The obligate parasite like, rust fungi are host specific and they have different races. Soybean (Glycine max L.) rust caused by Phakopsora pachyrhizi Sydow is most important and it is a major constraint in soybean production in the Philippines (Quebral, 1988). It has wide host range. Yeh (1981) reported 87 hosts of soybean rust. Pueraria pulcherrima is reported to be important source of initial infection of soybean by the fungus in Philippines (De La Cueva, 1994).
Anthurium andreanum Lind. is an important ornamental plants, its production is limiting due to bacterial disease commonly referred to as anthurium leaf blight caused by Xanthomonas campestris pv. Dieffenbachiae (Natural et al., 1990). The disease was observed in early 1980's in the Philippines (Divinagracia, 1983). The typical symptoms of the disease are the yellowing of the leaf margins of infected leaf area. Initially minute water-soaked 1-2 mm in diameter lesion appears, with the progress of time the affected areas develop necrosis, surrounded by bright yellow, water-soaked border (Natural et al., 1990).

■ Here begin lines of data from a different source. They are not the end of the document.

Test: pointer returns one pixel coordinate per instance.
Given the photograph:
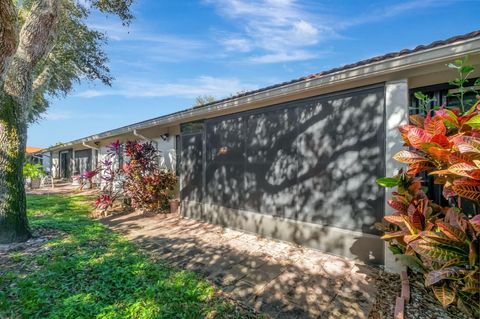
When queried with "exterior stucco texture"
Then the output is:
(302, 171)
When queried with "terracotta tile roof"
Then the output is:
(384, 57)
(31, 150)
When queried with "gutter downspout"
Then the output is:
(92, 148)
(145, 138)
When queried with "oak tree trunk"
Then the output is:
(13, 215)
(36, 39)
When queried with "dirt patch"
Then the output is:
(422, 305)
(13, 255)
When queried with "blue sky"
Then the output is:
(176, 50)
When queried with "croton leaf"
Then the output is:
(394, 219)
(441, 140)
(417, 120)
(435, 276)
(451, 232)
(474, 121)
(471, 285)
(398, 206)
(444, 294)
(467, 144)
(469, 191)
(418, 220)
(475, 222)
(438, 252)
(395, 234)
(409, 157)
(466, 170)
(417, 136)
(434, 126)
(415, 168)
(388, 181)
(449, 118)
(431, 236)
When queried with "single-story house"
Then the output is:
(296, 161)
(40, 156)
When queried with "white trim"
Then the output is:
(396, 114)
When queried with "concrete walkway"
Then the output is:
(276, 278)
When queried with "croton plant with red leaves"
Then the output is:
(440, 241)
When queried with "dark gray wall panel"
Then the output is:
(83, 161)
(340, 155)
(314, 160)
(191, 167)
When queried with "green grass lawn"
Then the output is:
(88, 271)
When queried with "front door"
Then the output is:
(65, 164)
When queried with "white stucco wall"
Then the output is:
(55, 167)
(46, 162)
(167, 159)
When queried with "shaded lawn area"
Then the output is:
(87, 271)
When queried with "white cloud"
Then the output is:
(282, 29)
(203, 85)
(283, 57)
(79, 115)
(277, 31)
(237, 45)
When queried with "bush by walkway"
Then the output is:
(78, 268)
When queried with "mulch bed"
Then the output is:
(422, 305)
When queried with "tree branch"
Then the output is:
(36, 39)
(8, 35)
(42, 80)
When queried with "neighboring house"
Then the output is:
(39, 155)
(295, 161)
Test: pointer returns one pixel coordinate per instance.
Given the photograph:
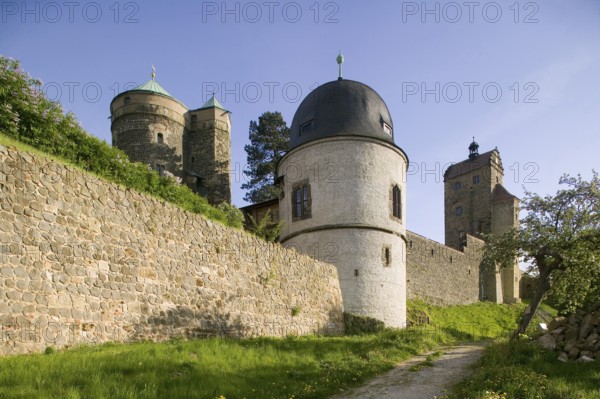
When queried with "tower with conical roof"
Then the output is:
(343, 196)
(477, 203)
(153, 127)
(208, 145)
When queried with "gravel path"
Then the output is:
(427, 383)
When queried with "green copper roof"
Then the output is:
(213, 103)
(153, 86)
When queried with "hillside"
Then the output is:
(29, 117)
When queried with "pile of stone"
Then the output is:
(577, 337)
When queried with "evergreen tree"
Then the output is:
(269, 140)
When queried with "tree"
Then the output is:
(560, 238)
(269, 139)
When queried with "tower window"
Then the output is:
(481, 226)
(387, 128)
(387, 257)
(305, 127)
(397, 202)
(462, 238)
(301, 201)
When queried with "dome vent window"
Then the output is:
(387, 128)
(305, 127)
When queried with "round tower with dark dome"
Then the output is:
(343, 196)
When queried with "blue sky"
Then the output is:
(522, 76)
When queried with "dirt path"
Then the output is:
(427, 383)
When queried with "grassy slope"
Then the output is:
(205, 209)
(522, 370)
(298, 367)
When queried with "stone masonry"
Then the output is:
(86, 261)
(442, 275)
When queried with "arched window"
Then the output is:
(397, 202)
(301, 201)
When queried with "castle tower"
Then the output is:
(148, 124)
(154, 128)
(343, 196)
(476, 203)
(208, 152)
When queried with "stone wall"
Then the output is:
(86, 261)
(442, 275)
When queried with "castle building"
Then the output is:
(343, 196)
(476, 203)
(153, 127)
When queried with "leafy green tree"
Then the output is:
(269, 140)
(560, 238)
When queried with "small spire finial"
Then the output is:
(473, 149)
(340, 60)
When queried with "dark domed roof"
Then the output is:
(341, 108)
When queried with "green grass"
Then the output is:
(522, 370)
(298, 367)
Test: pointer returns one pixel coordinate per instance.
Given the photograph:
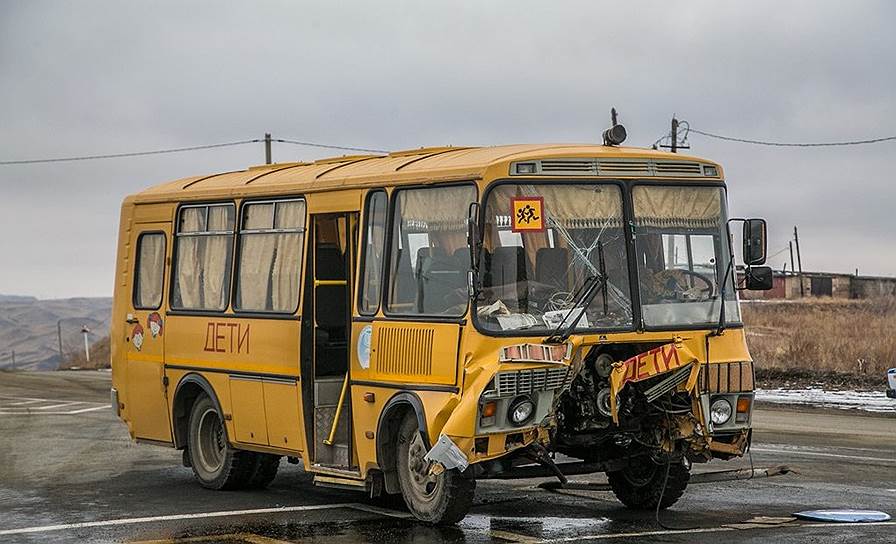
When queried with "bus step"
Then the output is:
(339, 483)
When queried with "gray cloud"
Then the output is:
(95, 77)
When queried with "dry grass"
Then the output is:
(846, 336)
(99, 356)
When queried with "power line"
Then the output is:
(790, 144)
(130, 154)
(184, 149)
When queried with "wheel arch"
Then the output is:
(188, 389)
(387, 428)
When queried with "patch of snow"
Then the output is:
(869, 401)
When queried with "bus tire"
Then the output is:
(264, 471)
(215, 463)
(640, 486)
(443, 499)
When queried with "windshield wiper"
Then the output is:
(602, 268)
(721, 328)
(583, 297)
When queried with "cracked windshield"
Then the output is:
(541, 243)
(682, 254)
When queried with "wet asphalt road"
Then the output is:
(68, 473)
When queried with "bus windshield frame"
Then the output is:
(619, 307)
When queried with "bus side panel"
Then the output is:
(255, 363)
(422, 353)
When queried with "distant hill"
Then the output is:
(28, 326)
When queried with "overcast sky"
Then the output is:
(88, 77)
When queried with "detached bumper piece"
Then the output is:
(696, 479)
(446, 453)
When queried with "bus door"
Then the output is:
(147, 403)
(326, 327)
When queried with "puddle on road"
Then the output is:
(869, 401)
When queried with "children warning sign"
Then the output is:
(528, 214)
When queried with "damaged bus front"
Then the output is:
(608, 330)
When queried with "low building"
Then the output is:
(786, 285)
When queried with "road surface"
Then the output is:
(69, 473)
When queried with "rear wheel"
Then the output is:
(215, 463)
(640, 486)
(442, 499)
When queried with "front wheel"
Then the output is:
(441, 499)
(640, 486)
(215, 463)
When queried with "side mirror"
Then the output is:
(759, 278)
(754, 242)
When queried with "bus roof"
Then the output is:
(430, 164)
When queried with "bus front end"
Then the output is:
(608, 330)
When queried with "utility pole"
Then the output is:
(799, 260)
(59, 337)
(792, 262)
(673, 146)
(85, 331)
(674, 135)
(267, 148)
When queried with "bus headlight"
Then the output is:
(720, 411)
(522, 409)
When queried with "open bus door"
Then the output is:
(147, 401)
(326, 330)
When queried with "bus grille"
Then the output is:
(616, 167)
(404, 351)
(510, 384)
(727, 377)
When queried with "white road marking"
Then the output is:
(82, 410)
(609, 536)
(22, 403)
(24, 406)
(785, 451)
(175, 517)
(54, 406)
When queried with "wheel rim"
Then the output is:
(424, 486)
(212, 442)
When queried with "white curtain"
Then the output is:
(256, 255)
(151, 268)
(216, 258)
(569, 206)
(203, 261)
(437, 209)
(691, 207)
(288, 257)
(188, 262)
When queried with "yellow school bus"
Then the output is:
(412, 322)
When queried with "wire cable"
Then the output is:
(184, 149)
(789, 144)
(326, 146)
(130, 154)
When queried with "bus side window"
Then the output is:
(374, 244)
(270, 256)
(429, 233)
(203, 245)
(149, 271)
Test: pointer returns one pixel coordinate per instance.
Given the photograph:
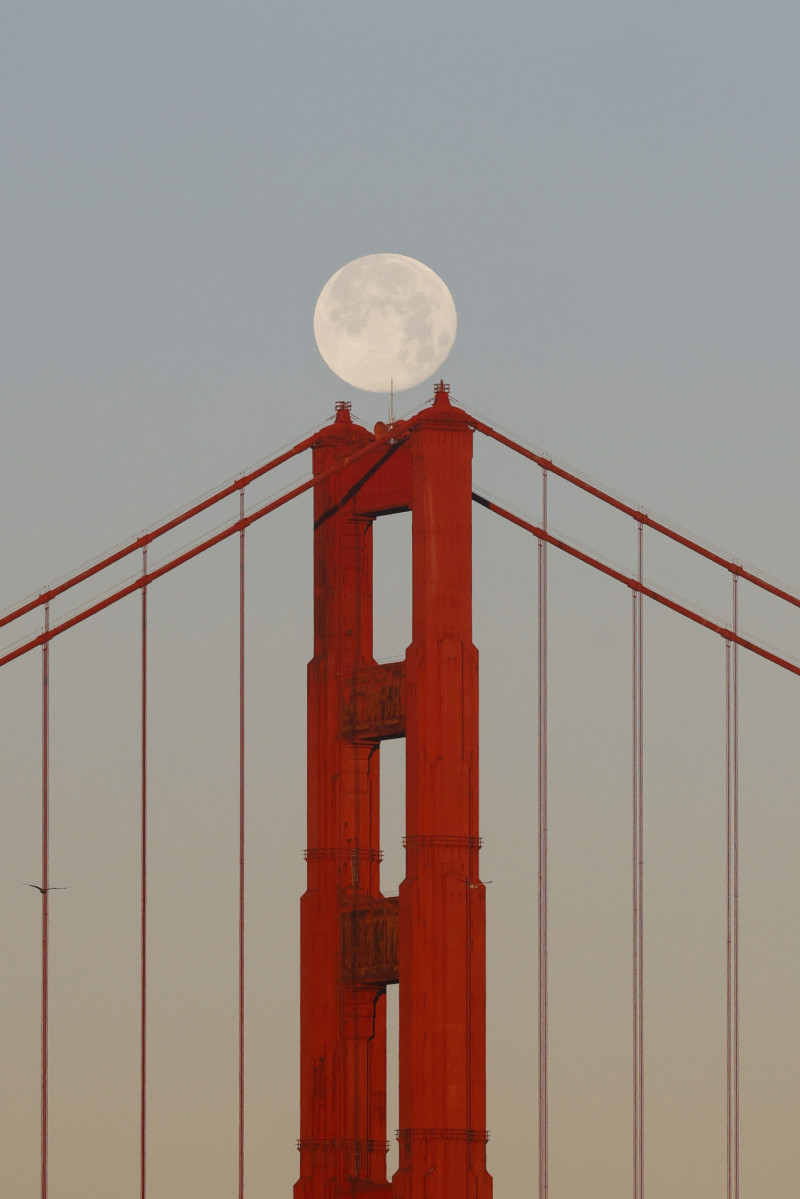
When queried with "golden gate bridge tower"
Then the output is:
(429, 940)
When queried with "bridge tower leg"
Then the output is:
(342, 1014)
(431, 939)
(441, 901)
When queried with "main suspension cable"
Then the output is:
(542, 859)
(46, 883)
(143, 1032)
(732, 879)
(241, 847)
(638, 880)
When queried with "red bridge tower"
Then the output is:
(431, 939)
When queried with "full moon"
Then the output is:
(385, 320)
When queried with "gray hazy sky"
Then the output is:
(611, 192)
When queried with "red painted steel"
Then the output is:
(343, 1023)
(354, 943)
(441, 899)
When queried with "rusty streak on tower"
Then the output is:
(431, 939)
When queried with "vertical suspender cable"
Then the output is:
(46, 871)
(732, 872)
(241, 847)
(143, 1062)
(638, 883)
(542, 856)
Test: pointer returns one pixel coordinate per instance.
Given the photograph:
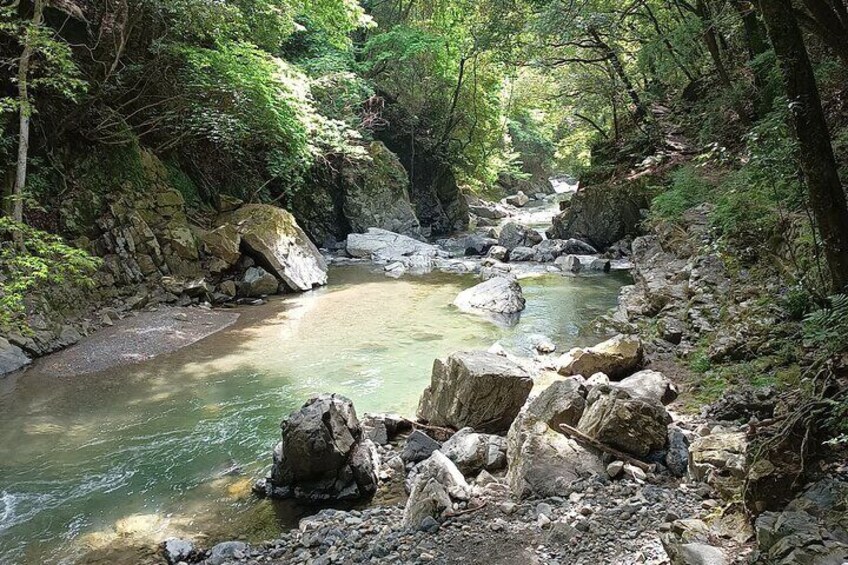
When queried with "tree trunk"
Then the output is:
(829, 21)
(757, 44)
(640, 112)
(25, 114)
(711, 39)
(825, 193)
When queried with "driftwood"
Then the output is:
(441, 434)
(466, 511)
(581, 437)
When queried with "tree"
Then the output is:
(44, 62)
(824, 189)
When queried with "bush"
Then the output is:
(689, 187)
(46, 262)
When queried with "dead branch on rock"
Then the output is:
(581, 437)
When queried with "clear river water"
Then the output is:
(97, 468)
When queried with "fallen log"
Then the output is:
(583, 438)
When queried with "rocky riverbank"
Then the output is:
(663, 487)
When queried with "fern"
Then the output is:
(827, 328)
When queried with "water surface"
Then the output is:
(110, 460)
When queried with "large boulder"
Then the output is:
(376, 195)
(812, 529)
(222, 246)
(617, 357)
(633, 425)
(600, 215)
(12, 357)
(519, 199)
(273, 238)
(383, 246)
(321, 455)
(498, 295)
(477, 389)
(434, 482)
(515, 235)
(258, 282)
(543, 462)
(720, 460)
(473, 452)
(651, 385)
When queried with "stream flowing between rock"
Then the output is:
(99, 463)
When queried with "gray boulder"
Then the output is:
(617, 357)
(321, 455)
(563, 402)
(226, 552)
(473, 452)
(633, 425)
(12, 357)
(434, 484)
(649, 384)
(515, 235)
(175, 550)
(549, 249)
(498, 295)
(499, 253)
(276, 242)
(258, 282)
(582, 264)
(677, 454)
(519, 200)
(477, 389)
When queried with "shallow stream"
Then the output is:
(101, 463)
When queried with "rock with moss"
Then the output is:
(376, 194)
(617, 357)
(272, 237)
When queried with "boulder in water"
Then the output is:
(498, 295)
(617, 357)
(12, 357)
(633, 425)
(322, 455)
(649, 384)
(258, 282)
(475, 389)
(276, 242)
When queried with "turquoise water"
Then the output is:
(100, 467)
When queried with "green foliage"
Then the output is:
(826, 330)
(46, 263)
(689, 187)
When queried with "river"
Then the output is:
(101, 463)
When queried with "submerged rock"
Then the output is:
(498, 295)
(322, 455)
(651, 385)
(633, 425)
(258, 282)
(12, 357)
(473, 452)
(617, 357)
(475, 389)
(434, 483)
(274, 239)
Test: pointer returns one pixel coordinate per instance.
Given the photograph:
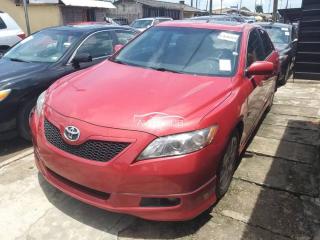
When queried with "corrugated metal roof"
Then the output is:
(88, 3)
(169, 5)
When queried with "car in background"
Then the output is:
(121, 21)
(144, 23)
(220, 18)
(156, 130)
(284, 38)
(36, 62)
(10, 32)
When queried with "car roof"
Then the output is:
(274, 24)
(228, 26)
(88, 28)
(153, 18)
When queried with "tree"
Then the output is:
(259, 9)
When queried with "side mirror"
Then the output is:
(81, 58)
(260, 68)
(118, 47)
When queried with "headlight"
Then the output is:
(283, 58)
(179, 144)
(40, 103)
(4, 94)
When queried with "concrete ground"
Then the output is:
(274, 193)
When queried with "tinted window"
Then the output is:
(98, 45)
(281, 35)
(2, 24)
(255, 49)
(268, 46)
(45, 46)
(124, 37)
(141, 23)
(184, 50)
(164, 20)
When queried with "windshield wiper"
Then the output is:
(118, 61)
(18, 60)
(161, 69)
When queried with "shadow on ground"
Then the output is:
(287, 204)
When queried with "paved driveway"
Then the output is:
(274, 194)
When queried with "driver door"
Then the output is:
(255, 101)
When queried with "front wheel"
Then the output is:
(23, 120)
(228, 165)
(284, 80)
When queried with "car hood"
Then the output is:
(12, 72)
(281, 47)
(133, 98)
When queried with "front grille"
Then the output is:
(101, 151)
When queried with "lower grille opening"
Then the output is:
(88, 191)
(159, 202)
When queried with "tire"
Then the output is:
(23, 120)
(228, 164)
(272, 98)
(284, 80)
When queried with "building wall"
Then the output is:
(188, 14)
(129, 10)
(40, 16)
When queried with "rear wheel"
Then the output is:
(23, 120)
(228, 164)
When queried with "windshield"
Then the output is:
(278, 35)
(184, 50)
(141, 23)
(46, 46)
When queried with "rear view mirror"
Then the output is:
(260, 68)
(81, 58)
(118, 47)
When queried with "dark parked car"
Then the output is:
(221, 18)
(284, 38)
(35, 63)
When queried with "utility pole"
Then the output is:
(275, 10)
(25, 7)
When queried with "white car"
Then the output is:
(10, 32)
(143, 24)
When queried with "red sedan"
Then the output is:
(156, 130)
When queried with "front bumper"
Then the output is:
(120, 184)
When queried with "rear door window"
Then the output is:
(123, 37)
(2, 24)
(255, 48)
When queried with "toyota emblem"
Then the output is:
(71, 133)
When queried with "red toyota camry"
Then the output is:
(156, 130)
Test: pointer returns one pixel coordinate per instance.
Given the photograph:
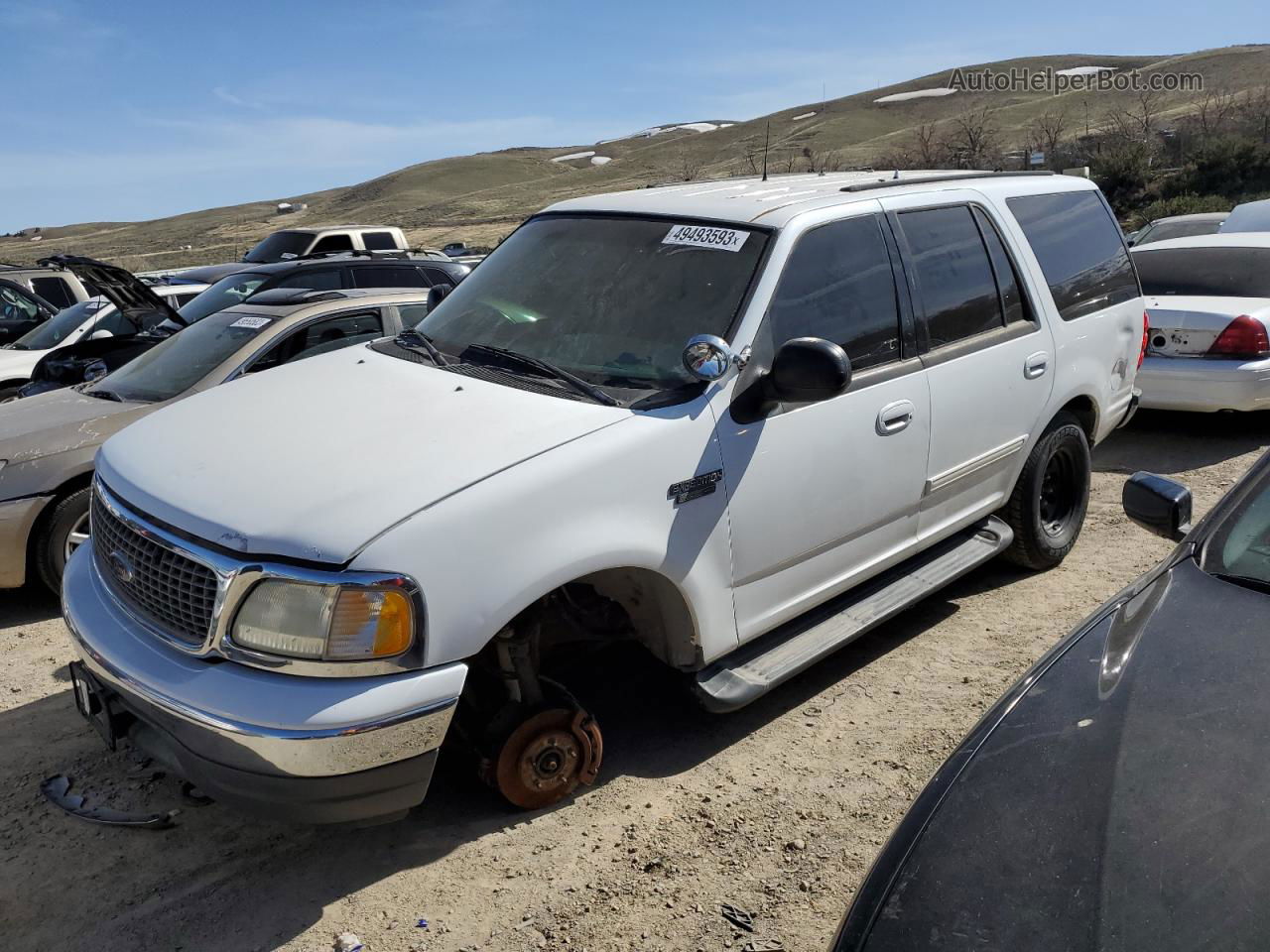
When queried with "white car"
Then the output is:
(1207, 303)
(87, 320)
(686, 416)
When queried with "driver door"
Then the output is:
(824, 495)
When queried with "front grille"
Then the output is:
(168, 589)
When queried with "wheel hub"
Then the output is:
(545, 760)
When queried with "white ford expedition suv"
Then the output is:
(738, 422)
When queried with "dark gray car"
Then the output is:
(1115, 798)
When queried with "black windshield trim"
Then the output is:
(767, 231)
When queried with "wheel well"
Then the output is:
(1086, 413)
(72, 485)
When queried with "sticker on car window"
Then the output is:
(705, 236)
(253, 322)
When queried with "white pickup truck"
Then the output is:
(738, 422)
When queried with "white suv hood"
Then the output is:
(313, 460)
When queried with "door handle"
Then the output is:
(896, 416)
(1035, 365)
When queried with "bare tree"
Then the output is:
(1214, 111)
(974, 137)
(1254, 111)
(1047, 131)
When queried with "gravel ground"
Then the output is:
(778, 810)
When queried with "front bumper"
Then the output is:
(290, 747)
(17, 518)
(1205, 385)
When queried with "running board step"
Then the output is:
(771, 658)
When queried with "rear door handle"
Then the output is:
(896, 416)
(1035, 365)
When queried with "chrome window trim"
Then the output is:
(238, 575)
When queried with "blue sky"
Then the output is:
(141, 109)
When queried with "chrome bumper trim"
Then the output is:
(285, 752)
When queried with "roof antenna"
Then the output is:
(767, 139)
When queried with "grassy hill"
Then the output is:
(480, 198)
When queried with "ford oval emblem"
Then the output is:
(121, 566)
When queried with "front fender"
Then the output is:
(597, 503)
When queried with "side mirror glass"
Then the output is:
(1157, 504)
(807, 370)
(707, 357)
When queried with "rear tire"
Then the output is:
(64, 530)
(1047, 508)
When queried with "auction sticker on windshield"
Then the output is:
(253, 322)
(703, 236)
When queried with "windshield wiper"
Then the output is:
(550, 370)
(414, 340)
(1247, 581)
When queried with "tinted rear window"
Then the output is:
(1206, 272)
(1080, 250)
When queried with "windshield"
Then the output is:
(280, 246)
(610, 299)
(1241, 543)
(1206, 272)
(183, 359)
(223, 294)
(1176, 229)
(62, 325)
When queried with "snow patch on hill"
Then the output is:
(572, 155)
(1084, 70)
(916, 94)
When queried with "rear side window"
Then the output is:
(838, 286)
(1080, 250)
(1012, 299)
(333, 243)
(389, 277)
(952, 273)
(55, 291)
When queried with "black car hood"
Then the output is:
(212, 273)
(68, 365)
(1121, 802)
(122, 289)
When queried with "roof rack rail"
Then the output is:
(944, 177)
(353, 253)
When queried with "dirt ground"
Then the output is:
(778, 809)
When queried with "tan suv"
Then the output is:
(49, 442)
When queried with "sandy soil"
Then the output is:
(778, 809)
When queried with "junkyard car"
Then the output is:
(1178, 226)
(683, 416)
(21, 309)
(1207, 301)
(51, 439)
(90, 321)
(1114, 798)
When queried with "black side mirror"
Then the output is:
(807, 370)
(437, 294)
(1157, 504)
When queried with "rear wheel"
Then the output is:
(64, 531)
(1047, 508)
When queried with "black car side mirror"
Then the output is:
(1157, 504)
(437, 294)
(807, 370)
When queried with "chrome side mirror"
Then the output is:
(707, 357)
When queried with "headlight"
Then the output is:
(325, 622)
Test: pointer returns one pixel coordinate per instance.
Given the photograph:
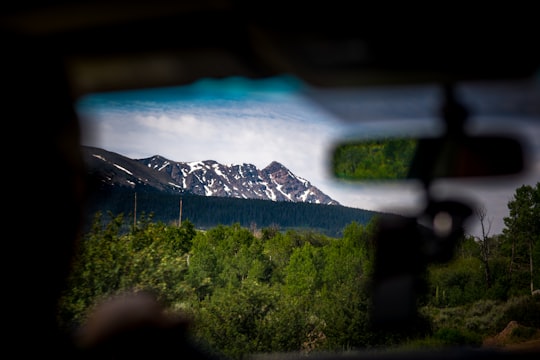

This experiment was conducted to study the histopathology of soybean rust (obligate parasite) and anthurium leaf blight (facultative parasite) for practical experience on the internal symptoms produced by these pathogens.
Materials and Methods
Soybean rust infected leaves (variety TK-5) with typical symptoms were collected from the field of the Institute of Plant Breeding (IPB), Los Banos, Laguna, Philippines and anthurium leaf blight infected leaves were obtained from the department of Plant Pathology, UPLB, Philippines. Diseased specimens were cut into small pieces (5 mm sq. size) and were preserved in Rawlin's FAA # II (50% ethyl alcohol 100 ml, formalin 10 ml and glacial acetic acid 10 ml) solution for 24 h. The glass slides were kept in the solution of potassium dichromate (20 g), concentrated sulfuric acid (100 ml) and water (100 ml) for 2 days in order to clean them and then preserved in ethyl alcohol. Haupt's adhesive were used on the slides (gelatin 1 g in 100 ml water at 90°C and after cooling at 30°C added 15 ml glycerin and 2 g of phenol) and then stored the slides in the refrigerator.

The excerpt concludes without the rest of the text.